Publication information
- Publisher: Marvel Comics
- First appearance: Shogun Warriors #1 (February 1979)
- Created by: Doug Moench and Herb Trimpe

In-story information
- Species: Myndai

= Maur-Konn =

Maur-Konn is a fictional character appearing in American comic books published by Marvel Comics.

==Publication history==
Maur-Konn first appeared in Shogun Warriors #1 (February 1979), and was created by Doug Moench and Herb Trimpe.

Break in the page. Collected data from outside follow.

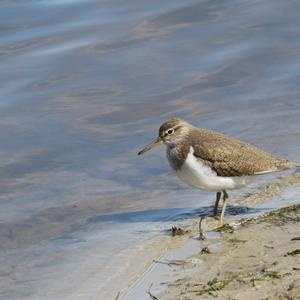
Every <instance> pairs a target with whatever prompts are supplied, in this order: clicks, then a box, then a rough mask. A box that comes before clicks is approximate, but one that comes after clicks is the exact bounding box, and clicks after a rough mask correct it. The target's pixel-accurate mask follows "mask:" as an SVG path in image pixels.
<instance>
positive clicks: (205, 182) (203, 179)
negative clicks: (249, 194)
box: [176, 147, 254, 192]
mask: <svg viewBox="0 0 300 300" xmlns="http://www.w3.org/2000/svg"><path fill="white" fill-rule="evenodd" d="M193 153H194V149H193V148H192V147H191V149H190V152H189V154H188V156H187V158H186V160H185V162H184V163H183V165H182V167H181V168H180V170H178V171H176V173H177V175H178V177H179V178H180V179H181V180H182V181H183V182H185V183H186V184H188V185H190V186H192V187H195V188H199V189H204V190H209V191H216V192H217V191H222V190H232V189H238V188H241V187H243V186H245V185H246V184H247V183H249V182H250V181H251V180H252V179H253V178H254V177H253V176H243V177H222V176H218V175H217V173H216V172H215V171H213V170H212V169H211V168H210V167H208V166H206V165H204V164H203V163H202V162H201V161H200V160H197V158H196V157H195V156H194V155H193Z"/></svg>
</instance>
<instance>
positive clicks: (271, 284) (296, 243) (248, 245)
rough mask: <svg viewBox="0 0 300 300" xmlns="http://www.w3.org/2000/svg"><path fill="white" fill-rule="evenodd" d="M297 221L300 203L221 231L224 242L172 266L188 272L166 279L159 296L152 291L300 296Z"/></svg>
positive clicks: (244, 221)
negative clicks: (179, 264) (166, 282)
mask: <svg viewBox="0 0 300 300" xmlns="http://www.w3.org/2000/svg"><path fill="white" fill-rule="evenodd" d="M299 225H300V205H294V206H290V207H288V208H284V209H279V210H276V211H274V212H271V213H268V214H265V215H263V216H260V217H258V218H250V219H247V220H242V222H241V225H240V226H238V228H237V229H234V230H232V229H228V230H225V231H223V232H221V234H220V243H221V245H222V246H220V247H216V248H213V249H208V251H200V252H199V253H197V254H195V255H193V256H192V257H190V258H189V259H187V260H186V262H185V263H183V264H181V265H179V266H176V269H177V272H181V271H182V272H185V273H186V272H187V269H190V271H191V272H190V274H189V275H187V276H186V277H183V278H182V279H180V280H177V281H175V282H173V283H171V284H169V286H168V289H167V291H166V292H165V293H164V294H163V295H159V296H156V295H155V296H154V295H153V296H154V297H157V299H159V300H175V299H182V300H188V299H215V298H219V299H232V300H233V299H236V300H238V299H265V300H266V299H292V300H295V299H300V227H299ZM196 230H197V228H196V227H195V231H196ZM207 246H208V248H209V242H207ZM206 250H207V249H206ZM207 252H208V253H207ZM203 270H205V271H203ZM150 297H151V296H150ZM153 299H155V298H153Z"/></svg>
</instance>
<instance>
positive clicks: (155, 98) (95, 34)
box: [0, 0, 300, 299]
mask: <svg viewBox="0 0 300 300" xmlns="http://www.w3.org/2000/svg"><path fill="white" fill-rule="evenodd" d="M299 11H300V2H299V1H279V0H278V1H277V0H275V1H274V0H273V1H271V0H270V1H268V0H267V1H255V0H253V1H247V0H246V1H237V0H236V1H233V0H229V1H219V0H209V1H204V0H203V1H189V0H188V1H179V0H178V1H177V0H173V1H156V0H154V1H143V0H142V1H140V0H139V1H137V0H128V1H119V0H109V1H105V0H101V1H96V0H87V1H81V0H65V1H63V0H48V1H46V0H39V1H37V0H36V1H34V0H32V1H29V0H23V1H14V0H10V1H5V0H4V1H1V2H0V79H1V80H0V84H1V89H0V96H1V97H0V139H1V146H0V168H1V169H0V200H1V201H0V222H1V223H0V259H1V266H0V298H1V299H113V297H114V295H115V294H116V291H117V290H118V288H121V287H122V284H124V278H125V277H126V276H127V275H128V276H129V277H130V276H131V275H132V277H134V274H135V272H137V271H138V268H137V266H135V265H134V264H133V260H134V259H133V258H135V259H136V257H140V256H139V255H140V254H141V253H148V252H147V251H149V253H150V250H149V249H148V248H147V247H148V246H145V245H146V244H147V243H149V241H151V240H152V238H153V237H154V236H159V235H162V229H165V228H167V227H168V226H169V225H170V224H172V222H175V221H177V220H182V219H186V218H191V217H195V215H196V212H199V211H200V212H203V213H206V212H209V210H208V208H207V207H209V206H210V205H212V203H213V197H214V195H212V194H211V193H207V192H202V191H197V190H193V189H190V188H188V187H186V186H185V185H184V184H182V183H180V182H179V181H178V180H177V179H176V178H175V176H174V174H173V173H172V172H171V171H170V169H169V166H168V165H167V162H166V159H165V153H164V149H160V150H157V151H154V152H153V153H149V154H147V155H145V156H143V157H137V156H136V152H137V150H138V149H140V148H141V147H143V146H144V145H145V144H147V143H148V142H150V141H152V139H154V138H155V136H156V135H157V130H158V127H159V125H160V123H161V122H163V121H164V120H165V119H167V118H169V117H172V116H180V117H182V118H185V119H187V120H188V121H190V122H191V123H193V124H194V125H197V126H201V127H209V128H212V129H215V130H220V131H223V132H225V133H228V134H232V135H235V136H236V137H239V138H241V139H243V140H246V141H248V142H251V143H255V144H256V145H258V146H260V147H262V148H263V149H265V150H268V151H271V152H273V153H274V154H277V155H281V156H283V157H285V158H288V159H291V160H295V161H300V154H299V153H300V122H299V120H300V39H299V36H300V18H299ZM162 148H163V147H162ZM240 193H243V191H241V192H240ZM196 209H199V210H197V211H195V210H196ZM209 209H210V208H209ZM143 259H144V258H143V257H142V256H141V257H140V261H139V263H140V265H142V264H143V263H144V261H143ZM124 274H125V275H126V276H125V275H124ZM124 276H125V277H124ZM128 276H127V277H128Z"/></svg>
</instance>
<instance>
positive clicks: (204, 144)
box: [190, 128, 295, 177]
mask: <svg viewBox="0 0 300 300" xmlns="http://www.w3.org/2000/svg"><path fill="white" fill-rule="evenodd" d="M193 131H197V133H195V132H194V134H191V135H190V138H192V137H194V140H193V141H192V145H193V147H194V155H195V156H197V157H198V158H199V159H201V161H202V162H204V163H206V164H207V165H209V166H210V167H211V168H212V169H213V170H214V171H215V172H216V173H217V174H218V175H219V176H223V177H232V176H250V175H259V174H266V173H271V172H276V171H281V170H285V169H289V168H292V167H294V166H295V164H294V163H292V162H290V161H288V160H285V159H281V158H279V157H276V156H274V155H272V154H269V153H267V152H265V151H262V150H260V149H258V148H256V147H255V146H252V145H250V144H247V143H244V142H242V141H240V140H238V139H236V138H233V137H230V136H227V135H225V134H222V133H219V132H215V131H212V130H207V129H198V128H194V129H193ZM195 137H196V138H195Z"/></svg>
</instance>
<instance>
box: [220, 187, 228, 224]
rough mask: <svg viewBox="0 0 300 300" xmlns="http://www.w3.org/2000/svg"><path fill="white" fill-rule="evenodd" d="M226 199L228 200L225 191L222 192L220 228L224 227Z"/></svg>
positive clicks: (227, 197) (225, 192)
mask: <svg viewBox="0 0 300 300" xmlns="http://www.w3.org/2000/svg"><path fill="white" fill-rule="evenodd" d="M227 199H228V194H227V192H226V191H225V190H223V206H222V212H221V219H220V226H223V225H224V215H225V210H226V205H227Z"/></svg>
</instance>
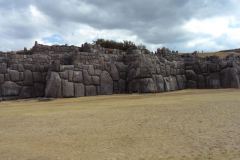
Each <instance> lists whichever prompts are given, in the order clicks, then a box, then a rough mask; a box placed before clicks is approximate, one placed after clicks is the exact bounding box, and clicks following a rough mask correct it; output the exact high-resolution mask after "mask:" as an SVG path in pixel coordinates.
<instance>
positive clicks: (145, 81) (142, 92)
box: [140, 78, 157, 93]
mask: <svg viewBox="0 0 240 160" xmlns="http://www.w3.org/2000/svg"><path fill="white" fill-rule="evenodd" d="M140 87H141V89H140V92H141V93H155V92H157V86H156V82H154V81H153V79H152V78H144V79H141V80H140Z"/></svg>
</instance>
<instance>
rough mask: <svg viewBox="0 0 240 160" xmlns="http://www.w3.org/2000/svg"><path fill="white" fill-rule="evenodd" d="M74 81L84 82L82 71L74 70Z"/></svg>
mask: <svg viewBox="0 0 240 160" xmlns="http://www.w3.org/2000/svg"><path fill="white" fill-rule="evenodd" d="M73 82H77V83H82V82H83V74H82V71H74V73H73Z"/></svg>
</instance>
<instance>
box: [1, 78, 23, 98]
mask: <svg viewBox="0 0 240 160" xmlns="http://www.w3.org/2000/svg"><path fill="white" fill-rule="evenodd" d="M20 89H21V87H20V86H19V85H17V84H16V83H14V82H11V81H6V82H4V83H3V84H2V86H1V91H2V96H4V97H8V96H18V95H19V92H20Z"/></svg>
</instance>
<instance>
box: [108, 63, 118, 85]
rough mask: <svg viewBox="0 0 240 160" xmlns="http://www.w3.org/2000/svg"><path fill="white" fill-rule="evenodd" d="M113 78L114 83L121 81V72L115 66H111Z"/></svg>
mask: <svg viewBox="0 0 240 160" xmlns="http://www.w3.org/2000/svg"><path fill="white" fill-rule="evenodd" d="M110 74H111V77H112V79H113V80H114V81H118V80H119V72H118V69H117V67H116V65H115V64H111V71H110Z"/></svg>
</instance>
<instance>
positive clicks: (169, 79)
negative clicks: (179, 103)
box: [169, 76, 178, 91]
mask: <svg viewBox="0 0 240 160" xmlns="http://www.w3.org/2000/svg"><path fill="white" fill-rule="evenodd" d="M169 80H170V81H169V82H170V90H171V91H176V90H178V83H177V79H176V77H174V76H170V78H169Z"/></svg>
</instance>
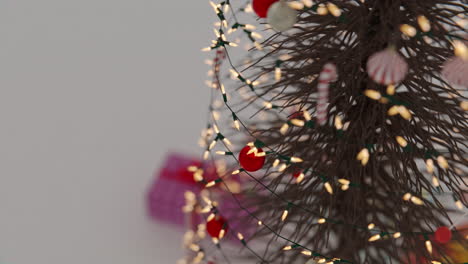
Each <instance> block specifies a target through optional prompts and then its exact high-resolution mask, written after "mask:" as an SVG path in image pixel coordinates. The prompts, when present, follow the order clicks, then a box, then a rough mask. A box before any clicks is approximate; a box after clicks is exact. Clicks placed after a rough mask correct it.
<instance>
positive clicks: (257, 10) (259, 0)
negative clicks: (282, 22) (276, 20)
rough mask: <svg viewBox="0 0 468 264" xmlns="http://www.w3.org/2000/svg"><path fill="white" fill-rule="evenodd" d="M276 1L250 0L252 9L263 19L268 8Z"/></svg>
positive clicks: (259, 16)
mask: <svg viewBox="0 0 468 264" xmlns="http://www.w3.org/2000/svg"><path fill="white" fill-rule="evenodd" d="M275 2H278V0H252V8H253V10H254V11H255V13H257V15H258V16H259V17H263V18H265V17H266V15H267V13H268V9H269V8H270V6H271V5H272V4H273V3H275Z"/></svg>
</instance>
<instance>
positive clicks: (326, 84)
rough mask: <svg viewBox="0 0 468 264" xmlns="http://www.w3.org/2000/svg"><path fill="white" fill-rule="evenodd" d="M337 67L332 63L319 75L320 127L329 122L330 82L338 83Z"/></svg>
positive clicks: (317, 107) (318, 115) (326, 65)
mask: <svg viewBox="0 0 468 264" xmlns="http://www.w3.org/2000/svg"><path fill="white" fill-rule="evenodd" d="M337 77H338V76H337V73H336V66H335V65H334V64H332V63H327V64H325V66H323V69H322V71H321V72H320V75H319V84H318V87H317V88H318V103H317V121H318V124H319V125H324V124H325V123H326V122H327V119H328V117H327V107H328V91H329V87H330V82H334V81H336V78H337Z"/></svg>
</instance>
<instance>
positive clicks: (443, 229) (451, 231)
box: [435, 226, 452, 244]
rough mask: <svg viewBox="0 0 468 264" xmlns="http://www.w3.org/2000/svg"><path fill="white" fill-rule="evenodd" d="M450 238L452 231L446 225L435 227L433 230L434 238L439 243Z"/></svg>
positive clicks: (446, 240)
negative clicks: (443, 225) (435, 229)
mask: <svg viewBox="0 0 468 264" xmlns="http://www.w3.org/2000/svg"><path fill="white" fill-rule="evenodd" d="M451 239H452V231H450V228H448V227H446V226H441V227H439V228H437V230H436V232H435V240H436V241H437V242H439V243H441V244H447V243H448V242H450V240H451Z"/></svg>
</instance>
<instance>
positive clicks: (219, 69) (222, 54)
mask: <svg viewBox="0 0 468 264" xmlns="http://www.w3.org/2000/svg"><path fill="white" fill-rule="evenodd" d="M224 59H226V51H225V50H224V49H217V50H216V55H215V58H214V59H213V85H214V87H213V88H216V89H218V88H219V71H220V68H221V65H222V64H223V61H224Z"/></svg>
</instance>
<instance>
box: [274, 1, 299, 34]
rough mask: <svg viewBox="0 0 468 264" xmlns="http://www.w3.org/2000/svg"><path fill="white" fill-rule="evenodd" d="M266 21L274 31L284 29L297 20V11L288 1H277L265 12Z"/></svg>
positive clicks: (278, 30)
mask: <svg viewBox="0 0 468 264" xmlns="http://www.w3.org/2000/svg"><path fill="white" fill-rule="evenodd" d="M267 22H268V24H270V26H271V27H272V28H273V29H274V30H276V31H286V30H288V29H290V28H292V27H293V26H294V24H296V22H297V11H296V10H294V9H292V8H291V7H290V6H289V5H288V3H286V2H284V1H278V2H276V3H274V4H272V5H271V6H270V8H269V9H268V13H267Z"/></svg>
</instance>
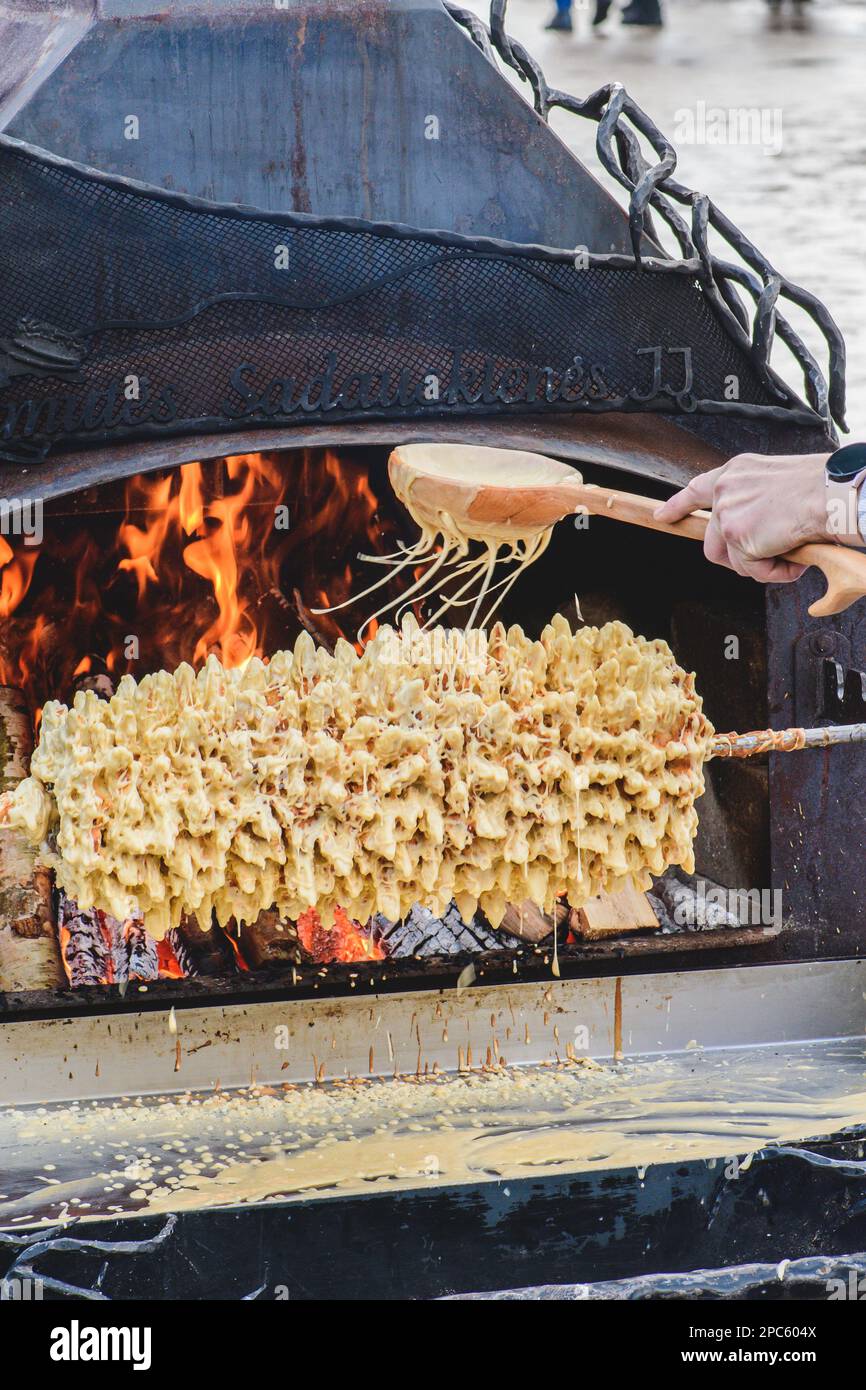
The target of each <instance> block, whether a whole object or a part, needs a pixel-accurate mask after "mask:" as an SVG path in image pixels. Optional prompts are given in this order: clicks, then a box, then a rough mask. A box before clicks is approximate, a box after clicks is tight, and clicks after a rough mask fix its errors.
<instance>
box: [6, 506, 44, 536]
mask: <svg viewBox="0 0 866 1390" xmlns="http://www.w3.org/2000/svg"><path fill="white" fill-rule="evenodd" d="M0 535H22V537H24V543H25V545H42V537H43V528H42V498H0Z"/></svg>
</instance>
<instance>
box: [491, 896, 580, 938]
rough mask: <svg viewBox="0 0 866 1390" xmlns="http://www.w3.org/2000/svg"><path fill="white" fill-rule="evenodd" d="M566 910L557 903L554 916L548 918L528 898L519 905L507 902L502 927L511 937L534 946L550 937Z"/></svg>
mask: <svg viewBox="0 0 866 1390" xmlns="http://www.w3.org/2000/svg"><path fill="white" fill-rule="evenodd" d="M566 910H567V909H566V908H562V906H560V905H559V903H557V905H556V913H555V916H549V915H548V913H546V912H542V910H541V908H537V906H535V903H534V902H530V901H528V898H527V899H525V901H524V902H521V903H513V902H509V905H507V908H506V909H505V917H503V919H502V926H503V929H505V930H506V931H510V933H512V935H513V937H520V940H521V941H531V942H532V944H534V945H535V944H537V942H538V941H545V940H546V938H548V937H549V935H550V933H552V931H553V929H555V926H559V924H560V922H562V920H563V919H564V916H566Z"/></svg>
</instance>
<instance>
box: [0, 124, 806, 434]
mask: <svg viewBox="0 0 866 1390" xmlns="http://www.w3.org/2000/svg"><path fill="white" fill-rule="evenodd" d="M585 260H587V259H585V257H584V256H582V253H580V252H578V253H577V260H575V256H574V253H571V254H570V253H564V252H550V250H544V249H539V247H516V246H512V245H509V243H496V242H493V240H470V239H466V238H460V236H455V235H449V234H430V232H414V231H410V229H402V228H389V227H375V225H370V224H363V222H354V221H345V222H343V221H332V220H331V221H320V220H316V218H310V217H297V215H286V217H274V215H270V217H263V215H259V214H254V213H252V211H250V213H245V211H240V210H235V208H225V210H214V208H211V207H210V206H209V204H202V203H196V202H193V200H189V199H183V197H181V196H178V195H161V193H158V192H154V190H142V189H139V188H132V186H129V185H126V183H124V182H122V181H118V179H108V178H104V177H101V175H99V177H96V175H93V174H92V172H88V171H83V170H78V168H75V167H74V165H68V164H65V163H63V161H56V160H53V158H44V157H40V156H39V154H38V153H36V152H28V150H26V149H24V147H21V146H18V145H17V143H15V142H8V140H6V139H3V140H0V284H1V285H3V295H1V296H0V449H1V450H3V452H4V453H6V455H7V456H13V457H21V456H22V455H25V453H28V452H32V453H36V455H39V453H43V452H44V450H46V449H47V448H50V446H51V445H53V443H60V442H71V441H76V442H83V441H86V439H89V441H92V442H96V441H101V439H104V438H115V436H124V435H135V434H150V432H154V431H156V432H163V431H165V432H168V431H171V432H186V431H199V430H225V428H231V427H232V425H234V424H236V425H247V424H267V423H274V424H279V425H286V424H291V423H292V421H295V420H309V418H310V417H317V418H321V420H322V421H324V420H354V418H364V417H370V416H377V417H389V416H392V417H395V418H398V417H400V418H406V417H425V416H442V414H468V413H488V414H489V413H500V411H507V410H520V411H524V413H525V411H527V410H530V411H549V410H623V409H651V410H663V409H666V410H674V411H691V410H695V409H698V410H740V411H744V413H752V411H753V410H755V409H758V410H760V409H769V407H776V410H777V409H778V399H777V398H773V396H771V395H770V393H769V392H767V389H766V386H765V385H763V384H762V381H760V378H759V375H758V373H756V371H755V367H753V364H752V363H751V360H749V359H748V356H746V354H745V353H744V352H742V349H741V347H740V346H738V345H737V343H735V342H734V341H733V339H731V336H730V335H728V334H727V332H726V329H724V327H723V325H721V322H720V321H719V318H717V316H716V313H714V311H713V309H712V306H710V304H709V303H708V299H706V296H705V295H703V292H702V288H701V284H699V282H698V279H696V278H695V277H694V275H691V274H685V272H678V271H670V270H669V271H664V270H660V268H652V267H649V265H646V264H645V268H638V267H637V265H634V264H632V263H630V261H628V260H627V259H626V257H599V256H592V257H589V259H588V260H589V263H588V264H585ZM803 409H805V407H803ZM796 413H798V411H792V414H796ZM812 418H815V417H812Z"/></svg>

==Fictional character biography==
Maur-Konn was the leader on Earth of the Myndai in modern times. The Myndai were once members of the federation of alien races called the Charter (along with the Lem, Lumina, and Nanda). They were engaged in a galaxy-wide war with the Lumina, and some were placed on Earth in suspended animation eons ago as sleeper agents. Maur-Konn was the leader of the Followers of Darkness, who opposed and eventually killed the last remaining Followers of the Light on Earth. Maur-Konn is later arrested with the assistance of the Invisible Woman.

Maur-Konn was also a former ally of Doctor Demonicus, to whom he gave his satellite headquarters.

==Powers and abilities==
Maur-Konn had advanced scientific knowledge regarding genetics.